During the 16th century, Libya became part of the Ottoman Empire until the Italian occupation of the country in 1911.
From 1911 until 1951, Libya was under the rule of first the Italians then the Allied powers of World War II. In 1951, Libya declared its independence.
Despite the long and distinct rich Libyan history which was influenced to various degrees by the many diverse empires, including the Phoenicians, Carthaginians, Persians, Greek, Romans, Spaniards, Vandals, Byzantines, the Muslims and Ottomans, modern Libya is an emerging country that continues to develop its national consciousness, identity, and institutions.
Libya is committed to working with friends and allies as a partner for peace and security and to promote progress and prosperity with its neighbors and in the broader region.
Strong Diplomatic Relationship
The United States has strong diplomatic relations with Libya and supports Libya’s transition to democracy. Click here for more information on U.S.-Libyan relations.
Libya's membership in International &Regional organizations
Libya is a member of the United nations (UN ), Arab League ( AL ), African Union ( A U ), The Arab Maghreb Union ( UMA ), the Non-aligned movement, community of Sahel - Sahara ( CEN-SAD ), Organization of Islamic Cooperation ( OIC ), The 5+5 Dialogue, and many other international organizations such as (OPEC), (OHCHR), ( ILO), ( WHO ), (UNESCO), (ITU) , (ICJ ) , ( FAO), ( ALESCO), etc
Libya joined OPEC in 1962 and, apart from petroleum, Libya’s other natural resources are natural gas and gypsum. The sale of crude oil has given Libya one of the highest nominal per capita GDPs in Africa. The Libyan economy depends primarily on the oil sector, which represents about 69 percent of export earnings. Oil reserves in Libya are the largest in Africa and among the ten largest globally, with an estimated 46.4 billion barrels. Moreover, the oil and gas sector accounts for about 60 percent of Libya's total GDP. However, Libya’s sales of oil and natural gas collapsed during the 2011 revolution, rebounded in 2012 and 2013, and fell again in late 2013 and throughout 2014 due to unrest at Libyan oil ports. Oil production jumped again toward the end of 2019 to reach its normal level of 1.3 million barrels per day.

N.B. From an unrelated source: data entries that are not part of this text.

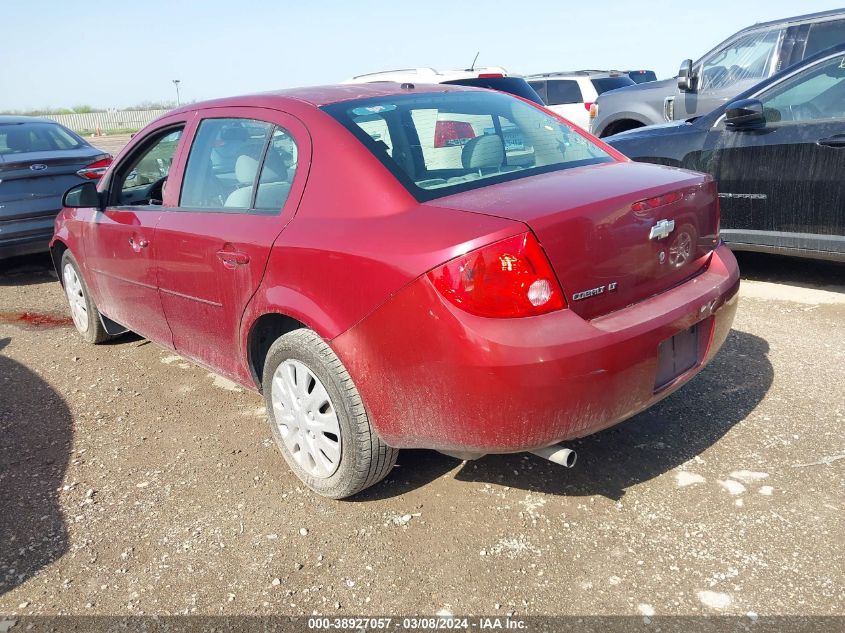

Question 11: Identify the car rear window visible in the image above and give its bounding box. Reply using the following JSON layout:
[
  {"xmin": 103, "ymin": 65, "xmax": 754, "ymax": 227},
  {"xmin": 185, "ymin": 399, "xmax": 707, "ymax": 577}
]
[
  {"xmin": 323, "ymin": 91, "xmax": 614, "ymax": 201},
  {"xmin": 591, "ymin": 75, "xmax": 634, "ymax": 94},
  {"xmin": 0, "ymin": 122, "xmax": 85, "ymax": 155},
  {"xmin": 546, "ymin": 79, "xmax": 584, "ymax": 105}
]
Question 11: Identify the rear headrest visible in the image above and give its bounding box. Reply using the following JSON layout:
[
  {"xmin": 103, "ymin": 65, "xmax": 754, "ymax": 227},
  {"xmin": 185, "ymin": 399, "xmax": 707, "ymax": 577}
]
[
  {"xmin": 220, "ymin": 127, "xmax": 249, "ymax": 141},
  {"xmin": 235, "ymin": 154, "xmax": 284, "ymax": 185},
  {"xmin": 461, "ymin": 134, "xmax": 505, "ymax": 169},
  {"xmin": 6, "ymin": 127, "xmax": 32, "ymax": 152}
]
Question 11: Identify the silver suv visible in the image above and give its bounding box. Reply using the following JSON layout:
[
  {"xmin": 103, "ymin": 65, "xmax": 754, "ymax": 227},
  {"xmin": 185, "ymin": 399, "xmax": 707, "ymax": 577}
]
[{"xmin": 590, "ymin": 9, "xmax": 845, "ymax": 136}]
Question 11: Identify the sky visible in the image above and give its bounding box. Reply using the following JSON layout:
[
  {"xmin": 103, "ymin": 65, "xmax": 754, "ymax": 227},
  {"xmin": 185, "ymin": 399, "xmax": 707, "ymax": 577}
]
[{"xmin": 0, "ymin": 0, "xmax": 837, "ymax": 111}]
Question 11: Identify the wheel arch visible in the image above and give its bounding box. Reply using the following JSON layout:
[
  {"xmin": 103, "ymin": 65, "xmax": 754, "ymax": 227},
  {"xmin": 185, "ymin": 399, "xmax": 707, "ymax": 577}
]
[{"xmin": 246, "ymin": 312, "xmax": 308, "ymax": 392}]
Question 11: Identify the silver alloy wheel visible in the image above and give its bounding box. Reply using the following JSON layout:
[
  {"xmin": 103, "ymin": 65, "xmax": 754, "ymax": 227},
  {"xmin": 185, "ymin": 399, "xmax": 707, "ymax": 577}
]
[
  {"xmin": 669, "ymin": 231, "xmax": 692, "ymax": 268},
  {"xmin": 270, "ymin": 359, "xmax": 342, "ymax": 479},
  {"xmin": 62, "ymin": 263, "xmax": 88, "ymax": 334}
]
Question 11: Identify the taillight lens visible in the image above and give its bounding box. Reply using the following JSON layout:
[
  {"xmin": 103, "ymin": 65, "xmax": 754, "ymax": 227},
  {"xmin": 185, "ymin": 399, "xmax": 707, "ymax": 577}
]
[
  {"xmin": 76, "ymin": 156, "xmax": 114, "ymax": 180},
  {"xmin": 428, "ymin": 233, "xmax": 566, "ymax": 318}
]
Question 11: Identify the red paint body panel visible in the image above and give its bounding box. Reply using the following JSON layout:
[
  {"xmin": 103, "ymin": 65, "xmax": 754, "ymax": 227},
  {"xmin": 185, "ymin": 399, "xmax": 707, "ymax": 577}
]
[
  {"xmin": 332, "ymin": 246, "xmax": 739, "ymax": 453},
  {"xmin": 437, "ymin": 163, "xmax": 718, "ymax": 318},
  {"xmin": 54, "ymin": 84, "xmax": 738, "ymax": 452}
]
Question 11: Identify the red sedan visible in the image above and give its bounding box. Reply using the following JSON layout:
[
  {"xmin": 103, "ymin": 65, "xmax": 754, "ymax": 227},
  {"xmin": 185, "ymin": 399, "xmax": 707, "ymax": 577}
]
[{"xmin": 51, "ymin": 83, "xmax": 739, "ymax": 498}]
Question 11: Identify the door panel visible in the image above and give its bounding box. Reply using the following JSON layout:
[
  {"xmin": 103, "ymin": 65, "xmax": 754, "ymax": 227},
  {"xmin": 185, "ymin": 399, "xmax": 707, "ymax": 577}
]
[
  {"xmin": 708, "ymin": 54, "xmax": 845, "ymax": 252},
  {"xmin": 155, "ymin": 108, "xmax": 311, "ymax": 382},
  {"xmin": 85, "ymin": 121, "xmax": 184, "ymax": 340}
]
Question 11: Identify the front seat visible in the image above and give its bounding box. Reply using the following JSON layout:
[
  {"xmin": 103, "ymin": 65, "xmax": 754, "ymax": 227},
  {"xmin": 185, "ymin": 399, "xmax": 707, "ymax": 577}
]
[
  {"xmin": 461, "ymin": 134, "xmax": 505, "ymax": 176},
  {"xmin": 223, "ymin": 154, "xmax": 290, "ymax": 210}
]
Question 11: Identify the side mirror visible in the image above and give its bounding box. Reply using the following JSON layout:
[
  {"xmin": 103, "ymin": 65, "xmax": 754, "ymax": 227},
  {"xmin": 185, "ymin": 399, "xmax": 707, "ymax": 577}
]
[
  {"xmin": 725, "ymin": 99, "xmax": 766, "ymax": 130},
  {"xmin": 678, "ymin": 59, "xmax": 695, "ymax": 92},
  {"xmin": 62, "ymin": 182, "xmax": 100, "ymax": 209}
]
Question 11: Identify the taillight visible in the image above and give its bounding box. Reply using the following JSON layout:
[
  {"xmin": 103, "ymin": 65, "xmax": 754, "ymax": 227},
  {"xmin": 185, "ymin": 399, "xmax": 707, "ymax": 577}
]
[
  {"xmin": 428, "ymin": 233, "xmax": 566, "ymax": 317},
  {"xmin": 76, "ymin": 156, "xmax": 113, "ymax": 180}
]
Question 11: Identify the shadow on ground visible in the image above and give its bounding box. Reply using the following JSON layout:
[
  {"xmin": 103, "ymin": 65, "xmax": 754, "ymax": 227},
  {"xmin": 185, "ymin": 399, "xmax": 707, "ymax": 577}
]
[
  {"xmin": 735, "ymin": 252, "xmax": 845, "ymax": 292},
  {"xmin": 0, "ymin": 338, "xmax": 73, "ymax": 595},
  {"xmin": 362, "ymin": 330, "xmax": 774, "ymax": 501},
  {"xmin": 0, "ymin": 253, "xmax": 57, "ymax": 286}
]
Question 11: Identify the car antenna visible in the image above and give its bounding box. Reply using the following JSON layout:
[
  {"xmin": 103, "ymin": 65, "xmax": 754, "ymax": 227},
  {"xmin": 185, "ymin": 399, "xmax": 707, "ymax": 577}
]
[{"xmin": 469, "ymin": 51, "xmax": 481, "ymax": 72}]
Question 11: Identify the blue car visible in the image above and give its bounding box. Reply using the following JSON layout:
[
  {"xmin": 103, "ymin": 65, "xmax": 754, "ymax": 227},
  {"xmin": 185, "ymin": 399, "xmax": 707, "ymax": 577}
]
[
  {"xmin": 604, "ymin": 43, "xmax": 845, "ymax": 261},
  {"xmin": 0, "ymin": 116, "xmax": 112, "ymax": 259}
]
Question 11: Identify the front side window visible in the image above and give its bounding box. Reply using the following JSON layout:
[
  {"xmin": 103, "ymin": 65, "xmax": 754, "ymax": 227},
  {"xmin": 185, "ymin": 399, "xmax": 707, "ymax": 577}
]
[
  {"xmin": 179, "ymin": 114, "xmax": 298, "ymax": 213},
  {"xmin": 0, "ymin": 121, "xmax": 85, "ymax": 156},
  {"xmin": 113, "ymin": 127, "xmax": 182, "ymax": 206},
  {"xmin": 760, "ymin": 55, "xmax": 845, "ymax": 123},
  {"xmin": 804, "ymin": 20, "xmax": 845, "ymax": 58},
  {"xmin": 323, "ymin": 91, "xmax": 614, "ymax": 200},
  {"xmin": 699, "ymin": 29, "xmax": 781, "ymax": 92},
  {"xmin": 546, "ymin": 79, "xmax": 584, "ymax": 105}
]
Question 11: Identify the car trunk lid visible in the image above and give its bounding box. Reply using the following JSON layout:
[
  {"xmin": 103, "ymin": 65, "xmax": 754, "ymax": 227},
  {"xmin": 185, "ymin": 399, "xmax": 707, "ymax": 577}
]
[
  {"xmin": 0, "ymin": 148, "xmax": 108, "ymax": 221},
  {"xmin": 429, "ymin": 162, "xmax": 718, "ymax": 319}
]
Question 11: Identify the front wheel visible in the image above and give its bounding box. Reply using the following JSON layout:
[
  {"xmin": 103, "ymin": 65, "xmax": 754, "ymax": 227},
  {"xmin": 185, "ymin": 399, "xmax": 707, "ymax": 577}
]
[
  {"xmin": 262, "ymin": 329, "xmax": 399, "ymax": 499},
  {"xmin": 62, "ymin": 251, "xmax": 113, "ymax": 345}
]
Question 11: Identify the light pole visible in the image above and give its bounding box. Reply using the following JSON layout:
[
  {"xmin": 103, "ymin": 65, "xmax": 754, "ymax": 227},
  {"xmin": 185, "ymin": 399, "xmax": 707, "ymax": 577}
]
[{"xmin": 173, "ymin": 79, "xmax": 182, "ymax": 108}]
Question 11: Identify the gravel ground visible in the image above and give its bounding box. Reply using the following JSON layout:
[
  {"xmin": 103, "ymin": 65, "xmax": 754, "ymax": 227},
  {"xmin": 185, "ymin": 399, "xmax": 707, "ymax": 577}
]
[{"xmin": 0, "ymin": 256, "xmax": 845, "ymax": 617}]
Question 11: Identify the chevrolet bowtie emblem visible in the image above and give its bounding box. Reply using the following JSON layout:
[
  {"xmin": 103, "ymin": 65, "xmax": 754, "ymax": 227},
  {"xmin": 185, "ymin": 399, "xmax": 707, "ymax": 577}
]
[{"xmin": 648, "ymin": 220, "xmax": 675, "ymax": 240}]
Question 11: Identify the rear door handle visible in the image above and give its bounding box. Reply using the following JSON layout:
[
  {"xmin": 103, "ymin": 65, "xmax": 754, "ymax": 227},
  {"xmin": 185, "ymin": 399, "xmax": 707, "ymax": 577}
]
[
  {"xmin": 816, "ymin": 134, "xmax": 845, "ymax": 149},
  {"xmin": 129, "ymin": 237, "xmax": 150, "ymax": 253},
  {"xmin": 217, "ymin": 250, "xmax": 249, "ymax": 268}
]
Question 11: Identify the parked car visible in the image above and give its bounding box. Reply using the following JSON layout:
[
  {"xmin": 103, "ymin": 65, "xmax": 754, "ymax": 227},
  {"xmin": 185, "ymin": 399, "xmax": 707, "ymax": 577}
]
[
  {"xmin": 52, "ymin": 83, "xmax": 739, "ymax": 497},
  {"xmin": 0, "ymin": 115, "xmax": 111, "ymax": 259},
  {"xmin": 526, "ymin": 70, "xmax": 635, "ymax": 130},
  {"xmin": 343, "ymin": 66, "xmax": 543, "ymax": 105},
  {"xmin": 590, "ymin": 9, "xmax": 845, "ymax": 137},
  {"xmin": 622, "ymin": 70, "xmax": 657, "ymax": 84},
  {"xmin": 607, "ymin": 44, "xmax": 845, "ymax": 261}
]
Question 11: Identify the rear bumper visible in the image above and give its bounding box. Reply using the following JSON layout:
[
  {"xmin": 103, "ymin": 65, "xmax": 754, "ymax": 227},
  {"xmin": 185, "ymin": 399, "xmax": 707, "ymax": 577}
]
[
  {"xmin": 332, "ymin": 245, "xmax": 739, "ymax": 453},
  {"xmin": 0, "ymin": 210, "xmax": 59, "ymax": 259}
]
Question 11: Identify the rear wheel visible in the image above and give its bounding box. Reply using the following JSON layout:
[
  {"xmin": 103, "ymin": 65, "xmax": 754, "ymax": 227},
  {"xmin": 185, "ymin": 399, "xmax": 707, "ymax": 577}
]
[
  {"xmin": 62, "ymin": 250, "xmax": 113, "ymax": 345},
  {"xmin": 262, "ymin": 329, "xmax": 399, "ymax": 499}
]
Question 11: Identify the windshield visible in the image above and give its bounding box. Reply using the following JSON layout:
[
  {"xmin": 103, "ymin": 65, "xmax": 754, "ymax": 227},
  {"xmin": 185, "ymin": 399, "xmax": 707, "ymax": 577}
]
[
  {"xmin": 323, "ymin": 91, "xmax": 614, "ymax": 201},
  {"xmin": 0, "ymin": 122, "xmax": 84, "ymax": 156}
]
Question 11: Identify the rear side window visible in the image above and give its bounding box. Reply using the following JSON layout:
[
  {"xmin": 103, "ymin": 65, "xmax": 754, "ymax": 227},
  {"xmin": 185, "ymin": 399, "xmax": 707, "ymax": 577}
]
[
  {"xmin": 0, "ymin": 122, "xmax": 85, "ymax": 155},
  {"xmin": 546, "ymin": 79, "xmax": 584, "ymax": 105},
  {"xmin": 528, "ymin": 81, "xmax": 549, "ymax": 105},
  {"xmin": 804, "ymin": 20, "xmax": 845, "ymax": 57},
  {"xmin": 628, "ymin": 70, "xmax": 657, "ymax": 84},
  {"xmin": 179, "ymin": 119, "xmax": 298, "ymax": 214},
  {"xmin": 592, "ymin": 75, "xmax": 634, "ymax": 94}
]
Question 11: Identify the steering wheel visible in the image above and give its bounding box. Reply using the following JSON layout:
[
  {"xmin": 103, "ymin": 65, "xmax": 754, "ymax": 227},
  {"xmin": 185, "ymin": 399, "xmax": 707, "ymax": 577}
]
[{"xmin": 147, "ymin": 176, "xmax": 167, "ymax": 206}]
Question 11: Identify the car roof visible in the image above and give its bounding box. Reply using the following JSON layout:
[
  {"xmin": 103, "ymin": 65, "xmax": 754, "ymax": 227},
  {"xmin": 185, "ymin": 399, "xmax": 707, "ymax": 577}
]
[
  {"xmin": 738, "ymin": 9, "xmax": 845, "ymax": 33},
  {"xmin": 343, "ymin": 66, "xmax": 508, "ymax": 84},
  {"xmin": 169, "ymin": 81, "xmax": 482, "ymax": 114},
  {"xmin": 525, "ymin": 70, "xmax": 626, "ymax": 80}
]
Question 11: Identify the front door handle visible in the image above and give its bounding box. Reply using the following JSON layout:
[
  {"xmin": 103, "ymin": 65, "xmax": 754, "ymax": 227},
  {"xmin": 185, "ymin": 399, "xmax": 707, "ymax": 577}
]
[
  {"xmin": 816, "ymin": 134, "xmax": 845, "ymax": 149},
  {"xmin": 129, "ymin": 237, "xmax": 150, "ymax": 253},
  {"xmin": 217, "ymin": 250, "xmax": 249, "ymax": 268}
]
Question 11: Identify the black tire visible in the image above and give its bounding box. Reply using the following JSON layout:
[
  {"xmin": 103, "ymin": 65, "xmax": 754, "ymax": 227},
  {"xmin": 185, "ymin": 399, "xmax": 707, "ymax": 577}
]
[
  {"xmin": 261, "ymin": 328, "xmax": 399, "ymax": 499},
  {"xmin": 59, "ymin": 250, "xmax": 114, "ymax": 345}
]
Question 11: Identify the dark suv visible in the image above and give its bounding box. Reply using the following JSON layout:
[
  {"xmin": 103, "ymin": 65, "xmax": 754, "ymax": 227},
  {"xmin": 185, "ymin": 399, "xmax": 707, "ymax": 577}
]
[{"xmin": 590, "ymin": 9, "xmax": 845, "ymax": 137}]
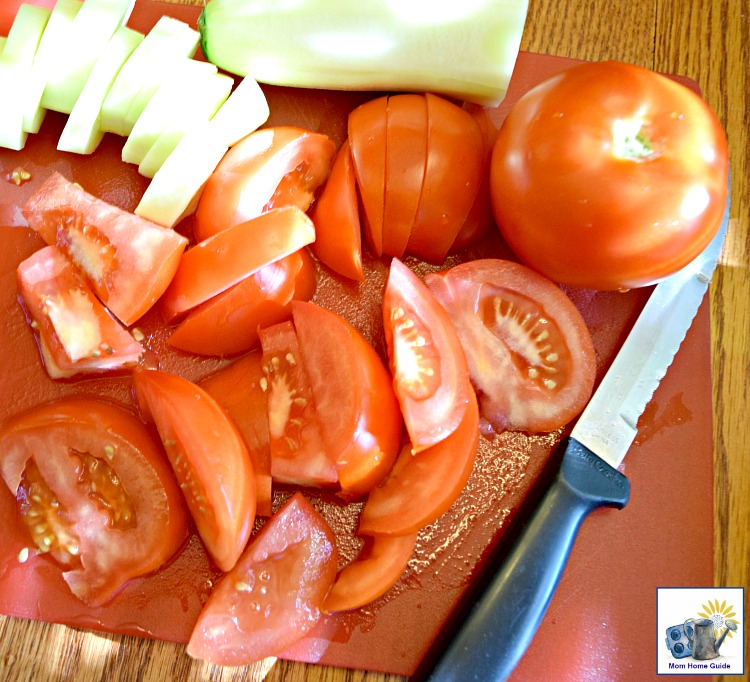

Despite the lengthy conflict in Libya with its heavy toll on the Libyan economy and the wellbeing of the population, many experts still believe that once conditions improve, Libya has an immense potential to develop its untapped resources and to become once again a prosperous country.
At the beginning of 2019, the World Bank Group announced a new strategy of support for Libya focused on restoring key services to Libyan citizens and promoting economic recovery as a critical contribution to the ongoing peace process.
One of the main goals of this strategy is to accelerate economic recovery by helping build the capacity of the government to manage public funds, while developing the private and financial sectors, the second part of this strategy aims to promote transparency, accountability and inclusion in the government decision-making and service delivery.